Grilled Taiwanese Sausage with Raw Garlic
Recipes with Taiwanese Sausage
The night market baseline: sweet pork sausages grilled over charcoal on a wire rack, pushed onto bamboo skewers, and handed over with a pile of raw garlic slices. No sauce, no bun. The sausage's sugar caramelises against the heat and produces a lacquered skin with small char marks. The garlic is the other half of the dish. This recipe reproduces that result at home using a charcoal grill or a cast-iron grill pan.
Prep Time
5 min
Cook Time
12 min
Servings
2
Difficulty
Easy
Ingredients
- 4 Taiwanese sweet pork sausages (xiangchang)

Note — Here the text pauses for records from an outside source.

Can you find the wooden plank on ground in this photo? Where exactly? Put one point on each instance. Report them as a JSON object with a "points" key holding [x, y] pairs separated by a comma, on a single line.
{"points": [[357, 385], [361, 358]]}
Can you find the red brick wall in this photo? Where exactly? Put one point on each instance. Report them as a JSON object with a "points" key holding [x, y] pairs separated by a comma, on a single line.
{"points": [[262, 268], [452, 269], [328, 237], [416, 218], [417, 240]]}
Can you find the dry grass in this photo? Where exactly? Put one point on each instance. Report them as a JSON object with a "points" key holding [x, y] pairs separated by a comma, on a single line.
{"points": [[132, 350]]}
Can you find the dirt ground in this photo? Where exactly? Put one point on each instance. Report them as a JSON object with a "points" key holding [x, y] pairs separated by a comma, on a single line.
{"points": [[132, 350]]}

- 1 head garlic, cloves peeled and sliced thin
- Bamboo skewers
- Charcoal or cast-iron grill pan
Steps
Light the charcoal and wait until the coals are grey with no open flame. For a grill pan, heat over medium-high for 3 minutes until a drop of water evaporates on contact.
Lay the sausages on the grate. Do not pierce them. Cook on one side for 3 minutes without moving, then turn with tongs.
Continue turning every 2–3 minutes for a total of 10–12 minutes. The casing should be evenly coloured amber-brown across most of the surface, with darker char marks at points of direct contact with the grate. The sugar content creates colour faster than with an unseasoned sausage — adjust heat if the exterior is darkening before the interior is cooked through.
Push each sausage onto a bamboo skewer. Arrange on a plate. Pile the raw garlic slices alongside. The sausages go into the mouth first, then a slice or two of garlic on the next bite.
Tips
The sweetness in the marinade means the sausage colours well before it is cooked through. Cut one open after 8 minutes to check: the interior should be opaque with no pink at the centre. If using a grill pan indoors, open a window — the caramelising sugar produces a lot of smoke. The garlic slices should be thin enough to be almost translucent; use a mandoline if cutting by hand is inconsistent.